Okta環境を狙う攻撃の裏には脅威グループの連携あり その詳細とは?

 AlphVは今回の攻撃において、「Scattered Spider」(別名:Muddled Libra、Scatter Swine、Oktapusなど)と呼ばれる脅威グループと一部で協力している可能性がある。Scattered Spiderは、ラスベガスでホテル事業とゲーム事業を営むCaesars Entertainmentへの攻撃に関与したと疑われている。

 Caesars Entertainmentは、2023年9月14日(現地時間、以下同)に米国証券取引委員会(以下、SEC)に提出した書類の中で、ソーシャルエンジニアリング攻撃被害について公表した(注2)。これによると、ITサポートベンダーへの攻撃によって、Caesars Entertainmentのデータベースから顧客情報が盗まれたという。

 Oktaは2023年9月1日に、ハッカーがソーシャルエンジニアリング攻撃を使って顧客情報に対する特権アクセスを獲得しようとする攻撃パターンを公表したばかりだった(注3)。OktaはSECへの提出書類でこの攻撃を公表している。
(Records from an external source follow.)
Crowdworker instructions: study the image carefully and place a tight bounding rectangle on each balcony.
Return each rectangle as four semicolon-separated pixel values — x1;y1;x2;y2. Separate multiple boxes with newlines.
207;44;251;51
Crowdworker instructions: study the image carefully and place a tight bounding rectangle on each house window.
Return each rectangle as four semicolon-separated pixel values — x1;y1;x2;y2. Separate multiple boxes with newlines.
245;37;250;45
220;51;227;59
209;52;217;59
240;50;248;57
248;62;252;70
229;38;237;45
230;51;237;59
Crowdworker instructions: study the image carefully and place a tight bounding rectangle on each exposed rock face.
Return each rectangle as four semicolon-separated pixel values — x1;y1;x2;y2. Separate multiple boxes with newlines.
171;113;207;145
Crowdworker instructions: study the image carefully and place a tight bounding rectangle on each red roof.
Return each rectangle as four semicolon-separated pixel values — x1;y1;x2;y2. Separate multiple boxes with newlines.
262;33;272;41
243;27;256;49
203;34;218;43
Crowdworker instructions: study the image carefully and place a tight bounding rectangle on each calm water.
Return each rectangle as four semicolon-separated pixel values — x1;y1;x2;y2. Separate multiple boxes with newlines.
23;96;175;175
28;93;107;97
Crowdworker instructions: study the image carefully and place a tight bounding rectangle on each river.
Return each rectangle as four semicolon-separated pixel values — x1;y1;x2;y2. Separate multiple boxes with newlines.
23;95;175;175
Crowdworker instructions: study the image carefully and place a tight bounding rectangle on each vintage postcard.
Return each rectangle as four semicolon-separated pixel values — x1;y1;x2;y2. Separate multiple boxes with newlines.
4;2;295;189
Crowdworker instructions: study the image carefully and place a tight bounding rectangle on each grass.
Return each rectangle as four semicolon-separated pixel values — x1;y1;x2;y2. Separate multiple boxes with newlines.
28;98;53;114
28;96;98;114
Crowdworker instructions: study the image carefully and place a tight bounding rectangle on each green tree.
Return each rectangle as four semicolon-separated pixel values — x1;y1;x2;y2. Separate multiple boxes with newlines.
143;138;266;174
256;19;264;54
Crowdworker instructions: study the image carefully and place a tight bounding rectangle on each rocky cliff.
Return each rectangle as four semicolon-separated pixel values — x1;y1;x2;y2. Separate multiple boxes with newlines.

 OktaはMGMが攻撃を受けたことを確認し、「被害軽減の取り組みを支援するために同社と協力している」と述べた。同社の広報担当者は電子メールで「MGMに対するサイバー攻撃を認識している。Oktaのシステムに対する侵入や侵害はなく、Oktaのサービスは安全に稼働しており、MGMの通常業務への復帰を支援するために可能な限りのサポートを提供している」と回答している。

 「Cybersecurity Dive」の調べでは(注4)、Oktaの顧客を狙ったこのソーシャルエンジニアリング攻撃は米国の4つの組織に対して使用されたことが確認できている。Oktaの公表によると、複数の米国企業がハッカーにだまされて、ITサービスデスクに電話をかけた。そして高度な特権を持つユーザーの多要素認証をリセットするよう要求したという。

 Oktaは顧客情報を保護するために、最近のブログに記載された軽減措置に関する勧告を読むように顧客を促している。

 また、米国土安全保障省サイバーセキュリティ・インフラストラクチャセキュリティ庁(CISA)は、MGMと協力してこの攻撃に対応していることを確認した。

 同広報担当者は「CISAは最近のサイバーインシデントの影響を確認するためにMGM Resortsと連絡を取っている。同社からの要請があれば、必要な支援を提供する」と電子メールで述べている。

 2023年9月14日に公開されたMandiantの研究者のブログによると(注5)、Scattered Spiderは金銭的な動機を持つ脅威グループであり、パスワードをリセットしたり、多要素認証を回避したりするために、ヘルプデスクを標的にSMSフィッシングを使用することで知られているという。

 Mandiantの研究者はCybersecurity Diveに対して「AlphVはランサムウェアをサービスとして提供しており、Scattered Spiderが同じランサムウェアを展開するのを目撃した」と語った。

 「これらの提携において、ランサムウェアの運用者は通常、その提携者に、他の関連するサポートサービスとともにビルドを配布する。これらのサポートサービスには、被害者の管理を容易にするインフラや、DDoS攻撃などの脅迫サポートも含まれる」(Mandiantの研究者)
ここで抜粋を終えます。